Opinion | Deteriorating US-China relations threaten an Asian arms race. It’s time for a reboot
- Ties between Beijing and Washington have been on a downward spiral since the end of the Clinton administration two decades ago
- Today, a US foreign policy that requires the choosing of sides has little future. This should be obvious when Asian countries like the Philippines feel the need to buy missiles
I look back in anger. There’s no other way emotionally to cope with the sense that, ever since the exit of the Clinton administration two decades ago, relations with China have gone from “the good and the bad” to mostly bad.

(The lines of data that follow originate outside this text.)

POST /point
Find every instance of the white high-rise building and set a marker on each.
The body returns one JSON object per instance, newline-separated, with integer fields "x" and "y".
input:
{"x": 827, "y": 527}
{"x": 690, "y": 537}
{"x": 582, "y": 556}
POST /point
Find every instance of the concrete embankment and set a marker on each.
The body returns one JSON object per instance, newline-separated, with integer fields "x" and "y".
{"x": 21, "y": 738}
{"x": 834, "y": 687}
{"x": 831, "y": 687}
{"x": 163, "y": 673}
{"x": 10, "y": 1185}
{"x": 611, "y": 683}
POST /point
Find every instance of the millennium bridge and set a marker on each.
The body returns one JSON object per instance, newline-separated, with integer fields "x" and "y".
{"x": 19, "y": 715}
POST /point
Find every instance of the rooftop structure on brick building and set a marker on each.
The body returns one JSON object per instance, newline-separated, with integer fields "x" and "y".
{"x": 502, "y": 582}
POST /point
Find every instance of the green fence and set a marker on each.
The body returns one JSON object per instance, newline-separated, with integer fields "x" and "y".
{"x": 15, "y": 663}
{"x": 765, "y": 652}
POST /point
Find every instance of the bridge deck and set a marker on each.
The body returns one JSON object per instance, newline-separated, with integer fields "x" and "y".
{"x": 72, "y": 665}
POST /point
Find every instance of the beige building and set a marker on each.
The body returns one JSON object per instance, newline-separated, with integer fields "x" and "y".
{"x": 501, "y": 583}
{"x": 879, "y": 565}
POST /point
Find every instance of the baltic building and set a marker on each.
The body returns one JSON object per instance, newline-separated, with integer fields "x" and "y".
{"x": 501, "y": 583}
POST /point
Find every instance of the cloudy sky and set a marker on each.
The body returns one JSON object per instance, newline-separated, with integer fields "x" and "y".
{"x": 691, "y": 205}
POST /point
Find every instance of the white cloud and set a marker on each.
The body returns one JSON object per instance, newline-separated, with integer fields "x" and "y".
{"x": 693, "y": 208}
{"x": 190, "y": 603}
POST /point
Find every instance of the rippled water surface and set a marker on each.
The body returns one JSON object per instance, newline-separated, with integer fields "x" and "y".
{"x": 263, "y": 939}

It’s not that the Clinton crowd had some magic touch – far from it. But, in spite of not having a fully thought-out overall policy towards a re-emerging China, they muddled through well enough and kept the bilateral diplomatic ball bouncing.
They emphasised the positive with China wherever credible, tried to keep their hawkish fits under control, and stuck with promoting trade as the totem of the United States’ capitalist personality. It was practical policy, literally businesslike: granular rather than inspirational, but real in not going beyond what would get you by, day to day.
If anyone honestly thought the US policy of engagement, as it was known, would lead to some sort of almost-overnight Prague Spring, I never met that person on my reporting trips to Washington.
Oh sure, that puffy thought entered the rhetoric, but the administration’s smartest thinkers – foreign policy stars Winston Lord, Jeff Bader and Anthony Lake – operated without illusion.